How to get functional testing right

There is no topic that has kept me learning more new things in software development than automated testing. Every team that I've worked with had discussions about testing:

• How much should testing influence the tested code itself?
• What should be tested?
• Is high test coverage important?
• How much mocking should be done?

I could easily continue this list.

As testing is a relevant topic for all software development, there should be recommended practices that many (most?) agree on. This seems to be the case with TDD for example, which is at least considered good practice by many (although not followed often). However, TDD doesn't tell you which kind of tests to start with.

For example, let's say you want to extend a todo list management web app so that users can choose an icon for their todo list. Do you start with an end-to-end (e2e) test? If so, do you need extra tests for the api, as this would be covered by the e2e tests? How would you test for http(s) error codes? Would you mock the business logic in such tests? Would you test the business logic behind the todo list api as part http(s) tests, or would you write extra unit tests?

A guideline that I have seen recommended quite a few times is called the "testing pyramid" (https://testing.googleblog.com/2015/04/just-say-no-to-more-end-to-end-tests.html), referring to a thin-on-top and thick-on-bottom pyramid-like distribution of tests. It is recommended to have few e2e tests, somewhat more integration tests, and lots of unit tests.

Then, there is the "testing trophy" (https://kentcdodds.com/blog/write-tests), proposing to rely mostly on integration tests instead of unit tests, as these tests would deliver more value for the work invested.

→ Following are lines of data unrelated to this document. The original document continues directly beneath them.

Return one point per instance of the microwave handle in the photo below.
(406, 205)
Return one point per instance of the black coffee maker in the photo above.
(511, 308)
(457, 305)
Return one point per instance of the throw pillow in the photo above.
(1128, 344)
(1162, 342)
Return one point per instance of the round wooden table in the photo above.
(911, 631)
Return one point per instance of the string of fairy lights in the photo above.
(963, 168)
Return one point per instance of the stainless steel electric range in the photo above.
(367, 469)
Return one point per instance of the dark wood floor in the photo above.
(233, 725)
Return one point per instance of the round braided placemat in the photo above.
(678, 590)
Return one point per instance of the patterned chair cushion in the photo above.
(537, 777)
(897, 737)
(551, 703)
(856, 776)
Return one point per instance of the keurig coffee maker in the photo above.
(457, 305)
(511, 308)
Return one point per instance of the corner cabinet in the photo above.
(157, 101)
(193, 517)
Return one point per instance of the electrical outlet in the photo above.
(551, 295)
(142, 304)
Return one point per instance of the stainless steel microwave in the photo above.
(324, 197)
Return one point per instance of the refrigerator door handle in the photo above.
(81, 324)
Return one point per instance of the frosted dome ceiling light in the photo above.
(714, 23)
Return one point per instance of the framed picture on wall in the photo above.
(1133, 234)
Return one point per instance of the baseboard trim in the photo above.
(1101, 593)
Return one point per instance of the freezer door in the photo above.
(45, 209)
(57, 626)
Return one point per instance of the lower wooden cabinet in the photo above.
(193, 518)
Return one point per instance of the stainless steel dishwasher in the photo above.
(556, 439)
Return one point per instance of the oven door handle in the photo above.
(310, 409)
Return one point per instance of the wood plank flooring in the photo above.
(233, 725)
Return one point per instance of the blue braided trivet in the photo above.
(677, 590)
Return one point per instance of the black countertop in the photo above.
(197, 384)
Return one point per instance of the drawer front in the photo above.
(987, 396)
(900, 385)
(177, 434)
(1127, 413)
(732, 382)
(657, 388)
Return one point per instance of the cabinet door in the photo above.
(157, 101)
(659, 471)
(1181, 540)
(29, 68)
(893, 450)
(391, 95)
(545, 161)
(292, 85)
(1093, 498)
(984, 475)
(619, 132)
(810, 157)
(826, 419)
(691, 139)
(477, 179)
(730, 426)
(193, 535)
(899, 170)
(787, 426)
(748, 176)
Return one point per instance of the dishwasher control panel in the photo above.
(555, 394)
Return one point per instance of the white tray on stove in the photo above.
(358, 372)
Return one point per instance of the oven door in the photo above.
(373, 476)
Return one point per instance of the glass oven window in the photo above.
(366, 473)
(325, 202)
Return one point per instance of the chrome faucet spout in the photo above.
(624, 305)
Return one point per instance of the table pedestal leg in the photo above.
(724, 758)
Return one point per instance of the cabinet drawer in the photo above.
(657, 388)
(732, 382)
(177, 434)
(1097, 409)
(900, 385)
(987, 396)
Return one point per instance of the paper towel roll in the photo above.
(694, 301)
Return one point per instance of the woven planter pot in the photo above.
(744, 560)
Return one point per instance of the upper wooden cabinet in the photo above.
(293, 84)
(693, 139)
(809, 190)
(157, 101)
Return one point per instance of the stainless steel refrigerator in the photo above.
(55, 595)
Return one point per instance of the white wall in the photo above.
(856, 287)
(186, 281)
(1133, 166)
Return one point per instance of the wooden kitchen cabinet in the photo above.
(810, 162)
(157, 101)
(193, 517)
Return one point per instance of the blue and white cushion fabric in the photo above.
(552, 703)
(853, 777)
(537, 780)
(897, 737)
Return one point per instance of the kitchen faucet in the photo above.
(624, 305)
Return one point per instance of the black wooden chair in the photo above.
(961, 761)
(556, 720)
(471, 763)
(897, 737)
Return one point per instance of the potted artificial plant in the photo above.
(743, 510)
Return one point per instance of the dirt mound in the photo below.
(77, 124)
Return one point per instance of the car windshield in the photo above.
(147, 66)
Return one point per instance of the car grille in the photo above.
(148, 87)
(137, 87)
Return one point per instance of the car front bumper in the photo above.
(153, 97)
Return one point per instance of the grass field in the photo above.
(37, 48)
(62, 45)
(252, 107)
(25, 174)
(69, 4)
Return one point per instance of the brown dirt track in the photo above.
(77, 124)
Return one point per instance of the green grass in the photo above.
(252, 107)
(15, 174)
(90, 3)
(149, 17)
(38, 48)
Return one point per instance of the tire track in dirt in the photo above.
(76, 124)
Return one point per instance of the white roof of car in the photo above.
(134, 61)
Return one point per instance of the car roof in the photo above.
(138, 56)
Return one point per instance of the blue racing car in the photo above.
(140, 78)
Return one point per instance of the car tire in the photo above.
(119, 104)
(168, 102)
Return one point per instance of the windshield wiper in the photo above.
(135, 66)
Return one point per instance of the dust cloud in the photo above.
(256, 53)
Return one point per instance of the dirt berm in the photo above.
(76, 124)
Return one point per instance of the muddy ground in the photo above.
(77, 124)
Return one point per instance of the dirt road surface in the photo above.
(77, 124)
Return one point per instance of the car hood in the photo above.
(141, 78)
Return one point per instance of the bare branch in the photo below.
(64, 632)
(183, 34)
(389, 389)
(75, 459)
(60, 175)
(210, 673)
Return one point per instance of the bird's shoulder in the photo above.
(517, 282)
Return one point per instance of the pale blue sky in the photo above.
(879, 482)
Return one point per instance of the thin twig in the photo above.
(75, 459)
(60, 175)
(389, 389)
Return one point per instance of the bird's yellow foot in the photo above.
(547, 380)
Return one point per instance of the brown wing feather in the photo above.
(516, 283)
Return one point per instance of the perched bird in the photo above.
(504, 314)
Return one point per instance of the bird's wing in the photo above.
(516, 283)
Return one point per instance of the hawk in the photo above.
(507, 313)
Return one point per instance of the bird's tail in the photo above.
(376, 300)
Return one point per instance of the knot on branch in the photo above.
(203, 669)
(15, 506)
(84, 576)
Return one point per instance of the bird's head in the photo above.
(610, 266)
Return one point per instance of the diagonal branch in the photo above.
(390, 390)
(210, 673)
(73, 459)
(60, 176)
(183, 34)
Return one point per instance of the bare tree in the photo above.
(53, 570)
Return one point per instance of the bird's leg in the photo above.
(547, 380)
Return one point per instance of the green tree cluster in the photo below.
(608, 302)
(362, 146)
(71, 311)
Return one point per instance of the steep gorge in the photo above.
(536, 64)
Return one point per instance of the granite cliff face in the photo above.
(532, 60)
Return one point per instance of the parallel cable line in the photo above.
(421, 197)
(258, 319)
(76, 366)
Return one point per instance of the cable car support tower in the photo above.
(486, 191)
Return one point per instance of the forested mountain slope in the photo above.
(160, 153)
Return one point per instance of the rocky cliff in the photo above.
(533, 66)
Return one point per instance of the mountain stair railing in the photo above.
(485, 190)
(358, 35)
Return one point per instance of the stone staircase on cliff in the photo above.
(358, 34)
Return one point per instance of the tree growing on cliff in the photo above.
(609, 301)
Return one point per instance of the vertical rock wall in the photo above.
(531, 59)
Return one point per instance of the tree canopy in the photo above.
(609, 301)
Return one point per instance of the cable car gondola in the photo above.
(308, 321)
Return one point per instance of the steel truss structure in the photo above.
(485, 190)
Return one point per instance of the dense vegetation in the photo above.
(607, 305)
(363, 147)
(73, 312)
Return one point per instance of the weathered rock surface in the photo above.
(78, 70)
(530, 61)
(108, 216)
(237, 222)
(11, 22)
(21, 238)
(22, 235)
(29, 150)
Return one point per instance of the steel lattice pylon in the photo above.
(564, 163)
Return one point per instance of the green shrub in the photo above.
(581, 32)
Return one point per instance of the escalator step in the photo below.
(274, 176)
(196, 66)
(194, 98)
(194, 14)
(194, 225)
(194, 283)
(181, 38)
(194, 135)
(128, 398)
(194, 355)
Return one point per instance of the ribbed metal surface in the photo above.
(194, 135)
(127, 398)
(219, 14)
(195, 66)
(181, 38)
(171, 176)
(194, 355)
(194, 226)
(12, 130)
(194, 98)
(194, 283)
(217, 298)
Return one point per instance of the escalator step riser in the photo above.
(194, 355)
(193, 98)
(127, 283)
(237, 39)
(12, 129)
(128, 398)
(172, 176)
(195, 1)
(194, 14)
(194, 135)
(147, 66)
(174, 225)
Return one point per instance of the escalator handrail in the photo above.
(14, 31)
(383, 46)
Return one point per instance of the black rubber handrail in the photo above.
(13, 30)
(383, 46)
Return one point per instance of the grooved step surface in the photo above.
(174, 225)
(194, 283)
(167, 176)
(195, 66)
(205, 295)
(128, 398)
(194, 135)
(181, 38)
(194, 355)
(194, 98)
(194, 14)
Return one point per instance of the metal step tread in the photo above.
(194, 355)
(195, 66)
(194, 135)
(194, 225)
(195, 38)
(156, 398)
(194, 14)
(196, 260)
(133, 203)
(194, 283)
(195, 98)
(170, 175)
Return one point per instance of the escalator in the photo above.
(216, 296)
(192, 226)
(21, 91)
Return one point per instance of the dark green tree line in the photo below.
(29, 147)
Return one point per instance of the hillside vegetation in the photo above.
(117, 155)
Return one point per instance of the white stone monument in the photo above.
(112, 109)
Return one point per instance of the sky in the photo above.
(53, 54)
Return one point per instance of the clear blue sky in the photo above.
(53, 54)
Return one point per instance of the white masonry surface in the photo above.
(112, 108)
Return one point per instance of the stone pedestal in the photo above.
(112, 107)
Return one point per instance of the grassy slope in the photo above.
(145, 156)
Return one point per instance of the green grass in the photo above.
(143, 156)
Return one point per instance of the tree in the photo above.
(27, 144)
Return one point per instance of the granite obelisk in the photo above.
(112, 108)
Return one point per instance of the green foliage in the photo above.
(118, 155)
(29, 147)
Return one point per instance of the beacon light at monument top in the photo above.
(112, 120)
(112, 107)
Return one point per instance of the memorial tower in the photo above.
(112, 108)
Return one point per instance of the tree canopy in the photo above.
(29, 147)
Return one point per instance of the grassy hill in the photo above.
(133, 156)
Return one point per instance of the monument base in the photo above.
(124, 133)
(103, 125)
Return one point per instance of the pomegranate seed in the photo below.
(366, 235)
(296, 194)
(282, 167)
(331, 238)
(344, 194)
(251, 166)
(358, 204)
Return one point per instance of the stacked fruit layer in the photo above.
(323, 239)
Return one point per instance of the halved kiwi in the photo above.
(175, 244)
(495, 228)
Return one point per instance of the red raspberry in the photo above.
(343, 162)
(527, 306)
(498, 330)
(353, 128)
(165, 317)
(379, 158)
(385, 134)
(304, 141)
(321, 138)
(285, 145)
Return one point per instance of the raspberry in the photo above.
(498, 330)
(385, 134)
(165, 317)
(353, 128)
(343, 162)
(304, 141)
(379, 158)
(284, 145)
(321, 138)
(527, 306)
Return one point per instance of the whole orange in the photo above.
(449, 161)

I find this advice problematic. For one, the reasons given for why these distributions would be considered good are very weak. While it is stated that e2e tests typically run slower than unit tests (as they cover much more code), there is no argument made for why having many more unit tests than integration and/or e2e tests is a good thing. What if the app you are building has very little business logic and lots of UI flow? Why have many unit tests then?

More importantly though, neither the "testing pyramid" nor the "testing trophy" tell you which tests to use when you implement a feature. After all, they are vizualization of metrics (e.g. "number of unit tests" vs. "number of integration tests") and can thus be only applied after a feature has been built. They aren't actionable at the level of detail that you need to implement a feature.

Therefore neither a testing pyramid or testing trophy answer the question: When I implement a feature, which functional tests should I write?

Instead of relying on gut feeling or "best practices" (of which in my experience there aren't many in testing), I have found that there are some guidelines that are actionable and easy to understand. I try to follow them (for web apps and http(s) apis), and they have been making deciding about what to test considerably easier for me.

Here they are:

• When you implement business logic or common helper functions, write tests that run a specific function of method in isolation. Mock everything else. Test that the result of the tested function or method conforms with your expectations. Use any unit test library here.
• When you implement a http(s) api, write tests that execute http(s) client requests. Mock everything else you need to make the tests robust and fast. Test that the http(s) responses you get conforms with your expectations. Use any unit test library here together with a http(s) request library.
• When you implement a client for a 3rd party service, write tests that execute calls to that 3rd party service. Check that the results match your expectations. Use any unit test library. Consider running these tests only nightly as they depend on the stability of the 3rd party service and may fail sometimes.
• When you implement a flow in a UI (the "happy path"), write a test that execute that exact flow, often called the "happy path". Mock 3rd party services and your own api when needed. Use a UI testing library. With Cypress and TestCafe there are finally some good ones available for web developers.
• When you implement new controls or forms in a UI, write tests that modify these controls or forms. Mock everything else (e.g. http(s) requests, navigation, 3rd party services) to reduce flake as much as possible. Use a UI testing library here as well.

Besides being actionable, these guidelines have some other advantages:

1. They can be used as a check list for code reviews. When you know which feature was implemented, you can check each item in the list against the code written. When you see code that falls into the categories above but is missing tests expected for that category, you can state explicitly what's missing.
2. They ensure that tests are written at the lowest abstraction level applicable to each category. This keeps the number of dependencies that are used in each test as low as possible, which helps keeping the tests fast and robust.
3. They go well with TDD-style development. When you are implementing a features and have decided on the architecture (which apis need to be changed, which 3rd party services to use etc.), then you can use the guidelines to decide which test to start with. The feature itself then follows naturally.
4. They avoid having to stick to the vague and overloaded terminology of "unit tests", "integration tests" and "e2e tests" and similar. Instead, you could use the terminology above like "business-logic-tests", "http-api-tests" or similar which would be much more clear regarding what is tested there. The fact that the test framework was about "unit tests" would then be an implementation detail.
5. They ensure a high coverage that doesn't miss out any large part of the code base. My experience is that they facilitate refactoring by reducing the amount of mocking and focusing on testing results instead of implementations.

I would be interested in how this kind of categorization of code applies to domains other than the web apps and http(s) apis used here. Also, this post focuses purely on functional testing, which from my experience is the most important type of testing for most apps. It would be interesting to extend this list to other kinds of testing such as performance and security.